Confidence Correction Mechanism (CCM). The current single-stage point-based detector tends to cause misalignment between localization accuracy and classification confidence (MLC) issue by simply using semantic scores as the sole criterion for filtering predicted boxes during post-processing. SGCCNet proposes a Confidence Calibration Module (CCM) for point-based multi-class detectors to alleviate this problem. As shown in Algorithm 2, the purpose of this CCM is to correct the confidence of the current vote point by using the prediction information of neighboring vote points. Table VI quantitatively demonstrates the effectiveness of CCM, which can improve the model’s $mAP_{3D}^{11}$ by $0.42\%$ .

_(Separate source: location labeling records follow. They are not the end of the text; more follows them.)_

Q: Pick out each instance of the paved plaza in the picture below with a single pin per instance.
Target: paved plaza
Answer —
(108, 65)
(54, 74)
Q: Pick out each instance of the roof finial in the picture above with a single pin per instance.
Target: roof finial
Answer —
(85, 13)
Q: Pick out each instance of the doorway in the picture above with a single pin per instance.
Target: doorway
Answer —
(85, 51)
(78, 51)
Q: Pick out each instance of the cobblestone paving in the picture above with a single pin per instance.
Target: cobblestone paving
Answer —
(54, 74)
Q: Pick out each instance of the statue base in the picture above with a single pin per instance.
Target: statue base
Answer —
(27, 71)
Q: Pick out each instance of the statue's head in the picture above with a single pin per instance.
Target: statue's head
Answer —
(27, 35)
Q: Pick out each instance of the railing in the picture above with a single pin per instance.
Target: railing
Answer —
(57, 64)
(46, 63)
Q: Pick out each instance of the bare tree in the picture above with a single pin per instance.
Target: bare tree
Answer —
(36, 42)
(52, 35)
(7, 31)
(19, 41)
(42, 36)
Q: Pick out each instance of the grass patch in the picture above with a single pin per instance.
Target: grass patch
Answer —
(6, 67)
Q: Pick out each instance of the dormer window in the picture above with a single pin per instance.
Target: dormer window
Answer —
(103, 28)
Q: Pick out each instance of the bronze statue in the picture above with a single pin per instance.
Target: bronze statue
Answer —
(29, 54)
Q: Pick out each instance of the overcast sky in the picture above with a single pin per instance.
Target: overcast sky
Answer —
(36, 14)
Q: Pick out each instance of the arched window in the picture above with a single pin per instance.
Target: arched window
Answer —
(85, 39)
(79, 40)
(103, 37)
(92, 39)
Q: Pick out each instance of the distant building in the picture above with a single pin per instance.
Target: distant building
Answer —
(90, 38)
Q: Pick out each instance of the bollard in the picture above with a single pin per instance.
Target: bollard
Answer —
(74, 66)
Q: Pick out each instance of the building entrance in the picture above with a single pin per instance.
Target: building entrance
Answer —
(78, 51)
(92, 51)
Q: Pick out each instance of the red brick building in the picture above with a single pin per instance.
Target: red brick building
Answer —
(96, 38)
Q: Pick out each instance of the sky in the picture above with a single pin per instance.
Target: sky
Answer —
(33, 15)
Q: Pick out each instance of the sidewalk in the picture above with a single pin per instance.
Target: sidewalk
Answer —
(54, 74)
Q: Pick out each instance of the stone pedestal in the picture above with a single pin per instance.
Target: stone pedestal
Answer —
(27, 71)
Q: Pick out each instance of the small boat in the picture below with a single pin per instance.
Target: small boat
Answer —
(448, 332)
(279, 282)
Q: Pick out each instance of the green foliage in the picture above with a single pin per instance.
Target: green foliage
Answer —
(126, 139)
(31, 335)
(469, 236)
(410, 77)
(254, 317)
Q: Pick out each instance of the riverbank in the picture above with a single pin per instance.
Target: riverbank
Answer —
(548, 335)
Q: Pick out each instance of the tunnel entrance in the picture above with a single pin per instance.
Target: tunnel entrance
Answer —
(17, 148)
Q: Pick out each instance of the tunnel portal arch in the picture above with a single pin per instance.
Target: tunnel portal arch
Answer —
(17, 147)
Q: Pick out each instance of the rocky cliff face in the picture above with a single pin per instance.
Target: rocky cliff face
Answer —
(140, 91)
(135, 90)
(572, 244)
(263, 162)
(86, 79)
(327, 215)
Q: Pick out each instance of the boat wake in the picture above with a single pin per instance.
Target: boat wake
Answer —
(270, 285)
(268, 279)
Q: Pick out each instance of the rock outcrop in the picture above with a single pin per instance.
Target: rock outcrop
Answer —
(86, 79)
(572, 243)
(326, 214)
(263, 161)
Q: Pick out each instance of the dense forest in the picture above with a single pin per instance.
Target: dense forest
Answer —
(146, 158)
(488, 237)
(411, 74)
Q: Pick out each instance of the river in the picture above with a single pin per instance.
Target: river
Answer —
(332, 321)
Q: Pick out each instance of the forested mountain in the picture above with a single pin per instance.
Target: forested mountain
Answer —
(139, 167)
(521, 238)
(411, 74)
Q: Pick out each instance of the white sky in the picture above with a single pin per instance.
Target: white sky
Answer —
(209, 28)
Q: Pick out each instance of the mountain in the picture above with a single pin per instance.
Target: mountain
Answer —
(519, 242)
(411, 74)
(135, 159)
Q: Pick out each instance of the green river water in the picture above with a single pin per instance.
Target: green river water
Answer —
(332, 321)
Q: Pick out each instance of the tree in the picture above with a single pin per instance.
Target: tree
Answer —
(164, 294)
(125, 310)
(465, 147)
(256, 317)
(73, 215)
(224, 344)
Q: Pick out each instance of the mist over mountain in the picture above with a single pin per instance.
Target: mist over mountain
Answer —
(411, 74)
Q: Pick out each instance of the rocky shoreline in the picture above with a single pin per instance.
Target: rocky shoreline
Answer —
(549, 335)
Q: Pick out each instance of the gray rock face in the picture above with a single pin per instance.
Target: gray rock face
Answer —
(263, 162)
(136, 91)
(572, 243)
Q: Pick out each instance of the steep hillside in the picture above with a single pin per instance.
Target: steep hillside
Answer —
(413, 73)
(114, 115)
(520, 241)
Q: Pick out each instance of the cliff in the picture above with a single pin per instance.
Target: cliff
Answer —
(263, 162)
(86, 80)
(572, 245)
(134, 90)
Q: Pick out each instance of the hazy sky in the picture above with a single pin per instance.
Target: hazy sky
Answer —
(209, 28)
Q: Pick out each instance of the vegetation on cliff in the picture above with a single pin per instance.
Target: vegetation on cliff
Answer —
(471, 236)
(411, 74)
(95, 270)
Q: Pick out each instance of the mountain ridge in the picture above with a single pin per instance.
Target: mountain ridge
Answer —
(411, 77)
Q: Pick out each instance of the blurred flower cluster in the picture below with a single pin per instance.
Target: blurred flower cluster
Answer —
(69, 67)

More intuitively, in Fig. 11 (b), we demonstrate the Precision-Recall (PR) curve of the model before and after adopting CCM. Although CCM itself does not possess learning capabilities, it can filter out false positive boxes and boxes with high semantic scores but inaccurate localization based on the predicted geometric information. As shown in the figure, the model can maintain a higher accuracy for a longer duration at higher recall, indicating a lower number of false positive targets compared to the scenario without CCM. We also illustrate the effectiveness of our consideration for missed targets in Table. VIII. It can be observed that after adding a certain confidence gain to targets with accurate localization but low semantic scores, the model exhibits significant improvements in various performance metrics. Fig. 15 visually demonstrates two such targets that possess distinct geometric information similar to the target, and they are ultimately detected by CCM.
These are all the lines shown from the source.